Plesiosaurs are an extinct group of marine reptiles from the age of dinosaurs who are famous for their long necks. The effect of such long necks on how these animals swam is a mystery but now computer simulations are helping LJMU scientists understand what would happen if a plesiosaur turned its head while swimming.

The necks of some plesiosaurs could reach up to 11m, over two-thirds of the total length of the animal. To understand the effects of this elongated neck on swimming performance, Dr Pernille V. Troelsen and colleagues from LJMU used computer modelling – a method called Computational Fluid Dynamics - to simulate the flow of water around plesiosaurs with different sized necks, and with the neck straight or turned.

Plesiosaurs wireframe

Dr Troelsen and researchers showed that making the neck thicker reduced the drag on the animal by allowing the water to flow more smoothly over the neck and body.

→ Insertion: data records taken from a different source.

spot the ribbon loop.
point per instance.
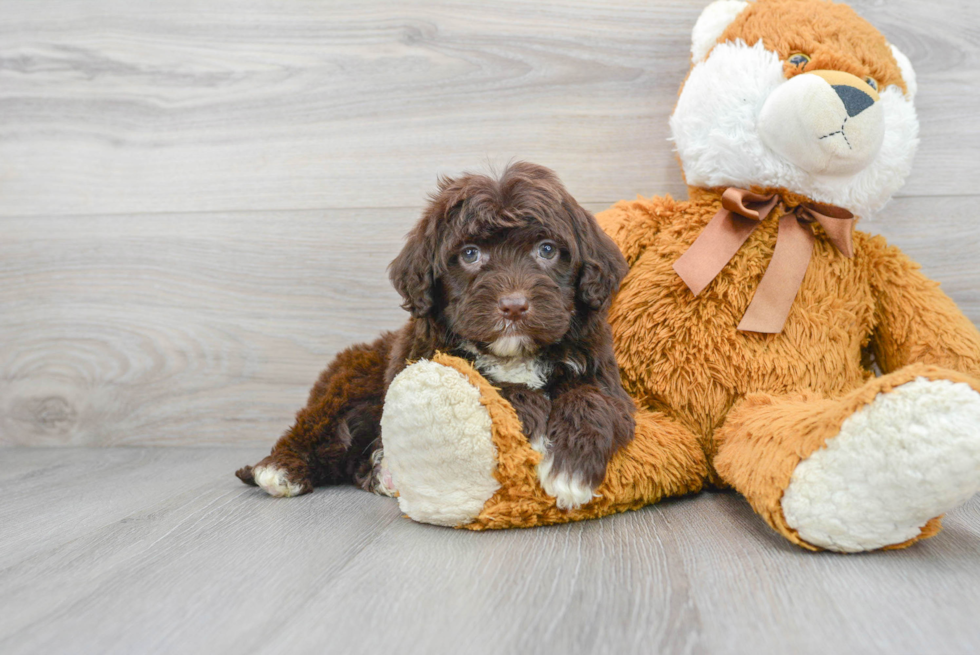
(728, 229)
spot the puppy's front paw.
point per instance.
(569, 489)
(277, 480)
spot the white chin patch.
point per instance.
(907, 457)
(275, 482)
(715, 128)
(511, 346)
(568, 489)
(438, 445)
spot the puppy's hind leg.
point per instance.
(336, 430)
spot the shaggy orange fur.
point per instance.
(743, 409)
(834, 37)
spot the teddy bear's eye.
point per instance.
(799, 59)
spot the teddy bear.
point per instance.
(770, 346)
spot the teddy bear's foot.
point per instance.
(910, 455)
(438, 445)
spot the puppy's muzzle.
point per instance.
(513, 307)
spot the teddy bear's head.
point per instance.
(799, 95)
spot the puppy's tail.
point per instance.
(245, 475)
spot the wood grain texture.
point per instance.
(204, 329)
(198, 200)
(119, 107)
(193, 561)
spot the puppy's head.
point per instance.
(509, 264)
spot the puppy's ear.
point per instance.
(412, 274)
(603, 265)
(414, 271)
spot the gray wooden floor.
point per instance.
(153, 550)
(198, 200)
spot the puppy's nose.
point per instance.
(513, 307)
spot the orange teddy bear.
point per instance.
(753, 314)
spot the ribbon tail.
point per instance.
(714, 247)
(773, 299)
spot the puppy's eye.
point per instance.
(469, 254)
(799, 60)
(547, 250)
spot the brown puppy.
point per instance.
(513, 275)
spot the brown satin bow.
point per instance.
(742, 211)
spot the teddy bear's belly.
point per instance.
(684, 355)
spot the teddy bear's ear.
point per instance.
(908, 73)
(711, 23)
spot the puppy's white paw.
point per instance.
(275, 481)
(382, 484)
(569, 490)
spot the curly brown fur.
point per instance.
(513, 275)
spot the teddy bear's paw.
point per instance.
(438, 445)
(277, 480)
(569, 490)
(910, 455)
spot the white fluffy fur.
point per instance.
(715, 18)
(438, 445)
(805, 121)
(273, 481)
(569, 491)
(529, 371)
(910, 455)
(511, 345)
(715, 129)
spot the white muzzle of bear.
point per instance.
(825, 122)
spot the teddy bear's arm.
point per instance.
(632, 224)
(915, 321)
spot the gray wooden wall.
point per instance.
(198, 200)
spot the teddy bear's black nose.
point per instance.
(855, 100)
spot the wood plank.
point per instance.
(210, 329)
(120, 107)
(222, 568)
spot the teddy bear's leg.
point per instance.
(457, 455)
(874, 469)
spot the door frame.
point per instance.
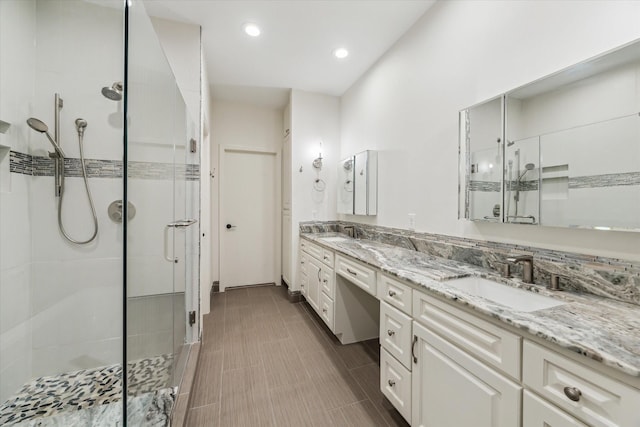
(277, 155)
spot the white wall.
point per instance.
(246, 126)
(459, 54)
(17, 74)
(315, 118)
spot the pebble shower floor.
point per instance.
(49, 397)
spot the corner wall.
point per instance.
(314, 118)
(458, 54)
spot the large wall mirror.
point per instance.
(570, 150)
(358, 184)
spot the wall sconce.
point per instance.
(317, 163)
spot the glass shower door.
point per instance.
(158, 262)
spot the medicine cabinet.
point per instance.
(358, 184)
(562, 151)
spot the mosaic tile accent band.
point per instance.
(578, 182)
(484, 186)
(606, 277)
(43, 166)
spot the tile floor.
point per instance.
(267, 362)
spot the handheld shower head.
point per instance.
(81, 124)
(40, 126)
(114, 92)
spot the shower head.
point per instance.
(528, 167)
(37, 125)
(114, 92)
(81, 124)
(40, 126)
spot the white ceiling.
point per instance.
(295, 49)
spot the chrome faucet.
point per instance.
(527, 266)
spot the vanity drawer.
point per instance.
(311, 248)
(395, 333)
(538, 413)
(326, 310)
(361, 275)
(489, 343)
(327, 282)
(599, 399)
(395, 293)
(327, 257)
(395, 383)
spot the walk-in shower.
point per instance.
(58, 157)
(93, 334)
(514, 188)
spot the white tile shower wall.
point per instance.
(17, 75)
(70, 63)
(406, 106)
(76, 290)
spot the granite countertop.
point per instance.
(601, 329)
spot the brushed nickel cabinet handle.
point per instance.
(413, 347)
(573, 393)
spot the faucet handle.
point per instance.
(505, 270)
(554, 283)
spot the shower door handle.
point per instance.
(183, 223)
(166, 243)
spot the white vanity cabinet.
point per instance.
(442, 364)
(318, 279)
(597, 399)
(314, 270)
(452, 388)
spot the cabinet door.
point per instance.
(328, 282)
(395, 333)
(451, 388)
(538, 413)
(314, 272)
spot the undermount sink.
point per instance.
(517, 299)
(334, 239)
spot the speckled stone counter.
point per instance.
(602, 329)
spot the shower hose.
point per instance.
(93, 209)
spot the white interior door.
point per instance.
(248, 218)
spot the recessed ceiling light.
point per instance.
(251, 29)
(341, 53)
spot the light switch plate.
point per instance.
(412, 221)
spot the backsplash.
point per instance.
(606, 277)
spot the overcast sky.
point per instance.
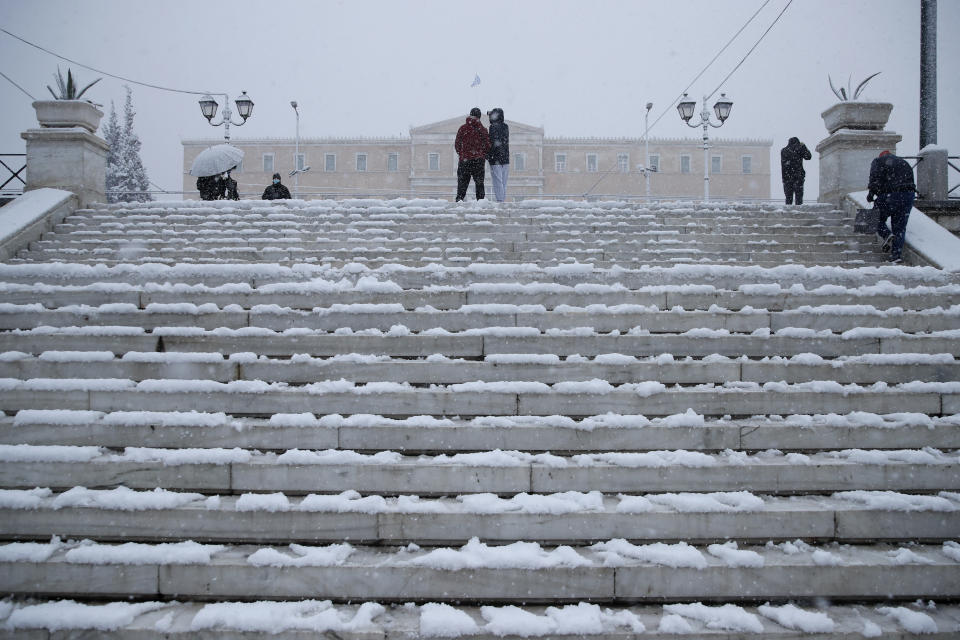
(377, 67)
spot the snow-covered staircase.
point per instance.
(409, 418)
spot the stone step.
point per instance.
(614, 368)
(123, 515)
(345, 573)
(768, 262)
(427, 435)
(721, 277)
(601, 318)
(760, 256)
(299, 472)
(298, 620)
(259, 398)
(307, 295)
(473, 344)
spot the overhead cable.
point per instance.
(709, 64)
(747, 55)
(16, 85)
(101, 71)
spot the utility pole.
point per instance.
(928, 72)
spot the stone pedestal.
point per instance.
(856, 138)
(72, 159)
(932, 175)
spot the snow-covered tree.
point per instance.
(125, 171)
(111, 133)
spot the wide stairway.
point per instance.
(402, 419)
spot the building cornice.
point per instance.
(572, 141)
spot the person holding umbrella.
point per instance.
(227, 186)
(276, 191)
(212, 166)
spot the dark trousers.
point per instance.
(791, 189)
(470, 169)
(895, 206)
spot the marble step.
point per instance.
(257, 275)
(614, 368)
(123, 515)
(298, 472)
(299, 620)
(567, 575)
(368, 433)
(308, 296)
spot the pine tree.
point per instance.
(111, 133)
(125, 172)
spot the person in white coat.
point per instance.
(499, 154)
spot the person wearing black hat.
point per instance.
(894, 189)
(472, 145)
(276, 191)
(791, 169)
(499, 154)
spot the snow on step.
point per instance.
(573, 383)
(306, 618)
(611, 571)
(502, 472)
(123, 514)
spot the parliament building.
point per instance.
(424, 165)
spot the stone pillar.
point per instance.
(65, 153)
(932, 173)
(856, 137)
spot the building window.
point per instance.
(591, 163)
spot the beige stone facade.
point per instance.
(425, 165)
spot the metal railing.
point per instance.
(957, 169)
(13, 179)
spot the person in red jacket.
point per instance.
(472, 145)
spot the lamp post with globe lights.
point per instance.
(208, 106)
(721, 108)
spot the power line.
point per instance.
(16, 85)
(747, 55)
(670, 106)
(106, 73)
(709, 64)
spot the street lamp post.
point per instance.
(646, 148)
(296, 153)
(721, 107)
(208, 106)
(297, 169)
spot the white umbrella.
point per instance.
(216, 159)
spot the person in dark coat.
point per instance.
(227, 187)
(499, 154)
(472, 145)
(276, 191)
(892, 186)
(207, 186)
(791, 168)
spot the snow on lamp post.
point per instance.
(208, 107)
(721, 108)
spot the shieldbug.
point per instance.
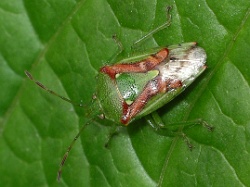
(135, 87)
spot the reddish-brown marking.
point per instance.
(155, 86)
(137, 67)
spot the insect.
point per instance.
(135, 87)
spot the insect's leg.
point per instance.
(50, 91)
(114, 131)
(140, 66)
(66, 154)
(163, 26)
(192, 123)
(156, 122)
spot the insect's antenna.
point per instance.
(65, 156)
(50, 91)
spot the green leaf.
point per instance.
(64, 43)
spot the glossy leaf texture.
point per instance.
(64, 43)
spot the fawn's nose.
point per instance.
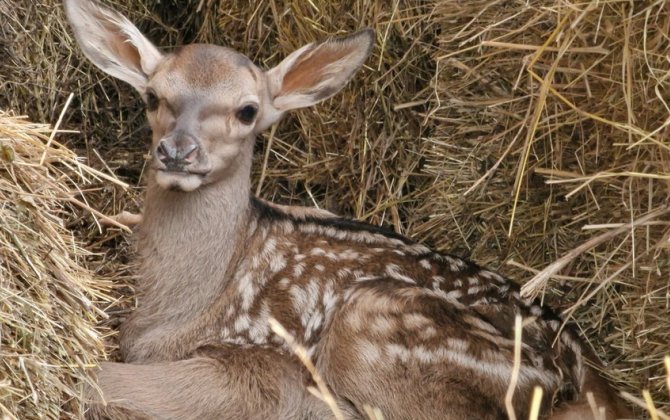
(179, 149)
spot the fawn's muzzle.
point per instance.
(177, 151)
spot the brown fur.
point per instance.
(388, 322)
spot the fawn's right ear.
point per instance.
(112, 43)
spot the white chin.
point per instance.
(177, 181)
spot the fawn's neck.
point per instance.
(188, 242)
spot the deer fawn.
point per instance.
(388, 322)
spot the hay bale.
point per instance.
(512, 132)
(49, 300)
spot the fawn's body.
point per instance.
(389, 323)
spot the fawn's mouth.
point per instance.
(185, 181)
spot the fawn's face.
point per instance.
(206, 103)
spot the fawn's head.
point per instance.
(205, 103)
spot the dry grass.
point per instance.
(516, 133)
(50, 302)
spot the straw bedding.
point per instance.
(530, 136)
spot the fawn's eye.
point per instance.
(152, 101)
(246, 114)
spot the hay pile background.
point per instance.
(510, 132)
(49, 301)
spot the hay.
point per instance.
(512, 132)
(49, 301)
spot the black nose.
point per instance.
(178, 149)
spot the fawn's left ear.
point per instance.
(318, 71)
(112, 43)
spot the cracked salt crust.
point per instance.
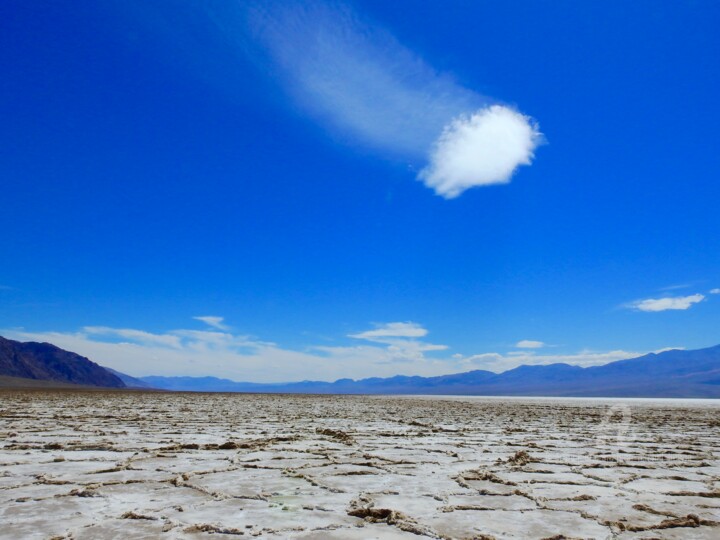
(144, 465)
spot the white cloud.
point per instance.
(359, 81)
(668, 303)
(211, 320)
(529, 344)
(498, 362)
(481, 149)
(139, 336)
(397, 329)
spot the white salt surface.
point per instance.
(101, 465)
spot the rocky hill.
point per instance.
(46, 362)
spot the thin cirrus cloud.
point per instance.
(393, 330)
(529, 344)
(212, 320)
(667, 303)
(361, 82)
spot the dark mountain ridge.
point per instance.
(46, 362)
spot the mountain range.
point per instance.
(46, 362)
(675, 373)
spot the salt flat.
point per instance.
(100, 465)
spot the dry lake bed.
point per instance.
(100, 465)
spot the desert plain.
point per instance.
(101, 465)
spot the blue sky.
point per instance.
(356, 189)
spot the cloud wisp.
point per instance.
(666, 303)
(529, 344)
(363, 84)
(212, 320)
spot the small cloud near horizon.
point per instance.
(214, 321)
(529, 344)
(667, 303)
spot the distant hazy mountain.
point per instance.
(130, 382)
(675, 373)
(46, 362)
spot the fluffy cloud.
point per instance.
(481, 149)
(529, 344)
(211, 320)
(668, 303)
(363, 85)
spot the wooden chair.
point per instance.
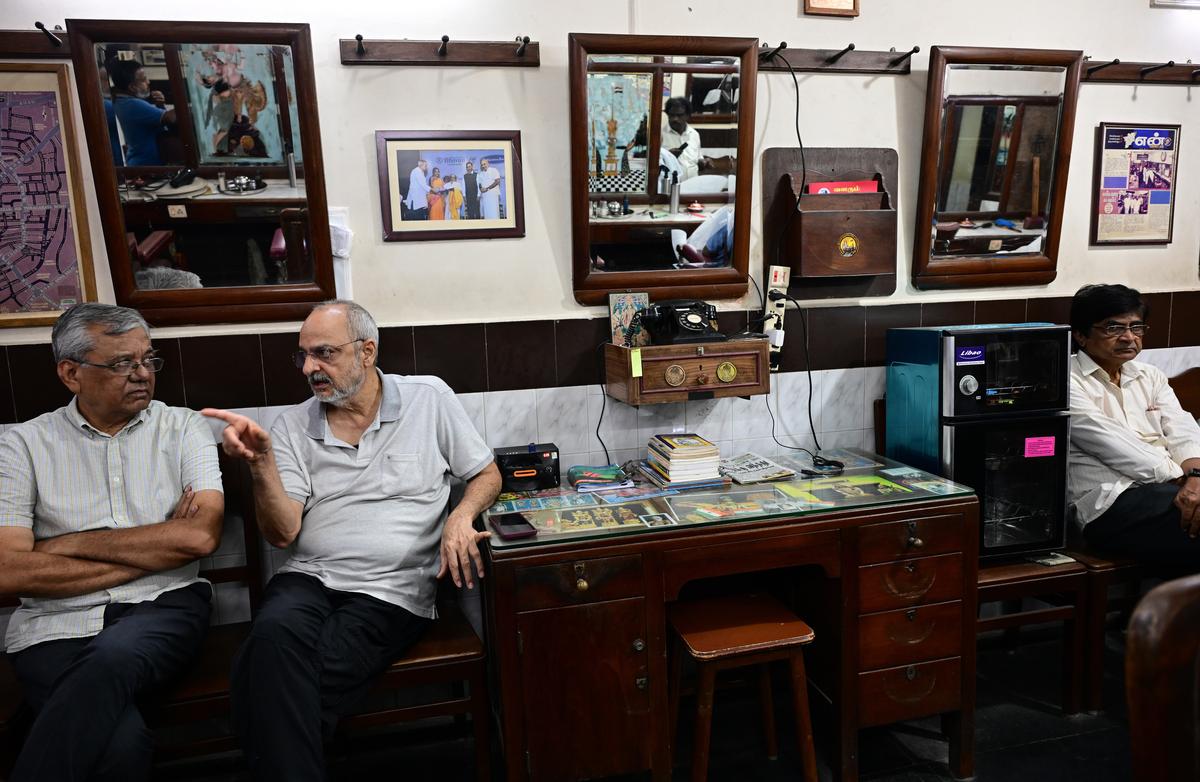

She commented: “It seems the long neck wasn’t a disadvantage when these animals were swimming forwards. Increasing the length of the neck had no noticeable effect when it was straight, but if the plesiosaur had turned its head, perhaps to catch food, those with longer necks would have experienced a much greater drag force slowing them down and putting pressure on the neck. Some plesiosaurs might have hunted for food similarly to sea lions.”

Soft-tissue outlines are very rarely preserved in the fossil record, and so it is difficult to know what these long-extinct animals truly looked like. But the simulations would imply that if these animals were active swimmers, they may have had thicker necks than previously thought.

The research paper, entitled ‘Functional morphology and hydrodynamics of plesiosaur necks: Does size matter?’ was published in the Journal of Vertebrate Paleontology, and the work formed a core part of Troelsen’s PhD thesis.